Commas that are used as thousands separators (commas surrounded by digits) should be dropped:
x[, ] <- stri_replace_all_regex(x, "(?<=\\d),(?=\\d)", "")
The numbers and alternative units in parentheses are redundant, therefore these should be taken care of as well:
x[, ] <- stri_replace_all_regex(x,
"(\\d+(?:\\.\\d+)?)\\(\\d+(?:\\.\\d+)?\\)", "$1")
dimnames(x)[[1]] <- stri_replace_all_fixed(dimnames(x)[[1]],
c(" (°F)", " (inches)"), c("", ""), vectorise_all=FALSE)
At last, as.numeric()
can be used to re-interpret all the strings as
numbers:
x <- structure(as.numeric(x), dim=dim(x), dimnames=dimnames(x))
x[, c(1, 6, ncol(x))] # example columns
## Jan Jun Year
## Record high °C 45.6 22.4 46.4
## Average high °C 27.0 15.1 20.8
## Daily mean °C 21.6 11.7 16.2
## Average low °C 16.1 8.2 11.6
## Record low °C 5.5 -2.2 -2.8
## Average rainfall mm 44.2 49.5 600.9
## Average rainy days (>= 1mm) 5.6 8.6 90.6
## Average afternoon relative humidity (%) 47.0 61.0 51.0
## Mean monthly sunshine hours 279.0 108.0 2191.0
We now have a cleansed matrix at our disposal. We can, for instance, compute the monthly temperature ranges:
x["Record high °C", -ncol(x)] - x["Record low °C", -ncol(x)]

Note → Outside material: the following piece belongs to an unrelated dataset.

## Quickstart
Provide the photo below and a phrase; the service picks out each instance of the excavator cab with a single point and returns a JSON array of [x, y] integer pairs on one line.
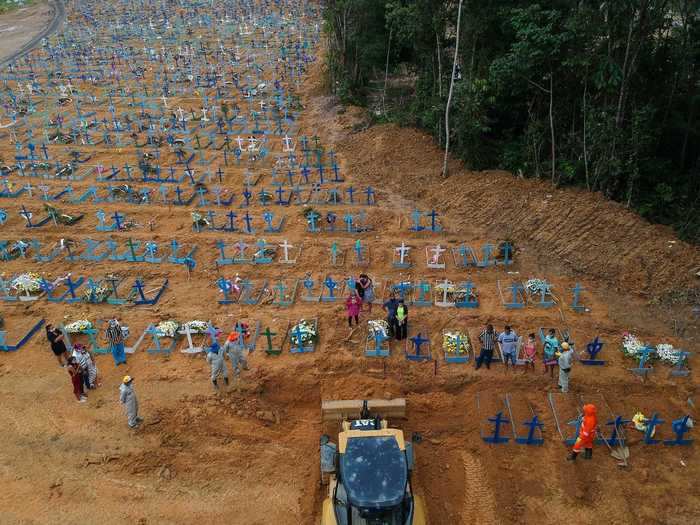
[[369, 470]]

## Jan Feb Mar Apr May Jun Jul Aug Sep Oct Nov Dec
## 40.1 41.9 38.9 33.4 29.8 24.6 26.1 28.6 31.9 36.8 38.4 39.3
or the average daily precipitation:
sum(x["Average rainfall mm", -ncol(x)]) / 365.25
## [1] 1.6463
and so forth.
For the climate data on other cities, very similar operations will need to be performed – the whole process of scraping and cleansing data can be automated quite easily.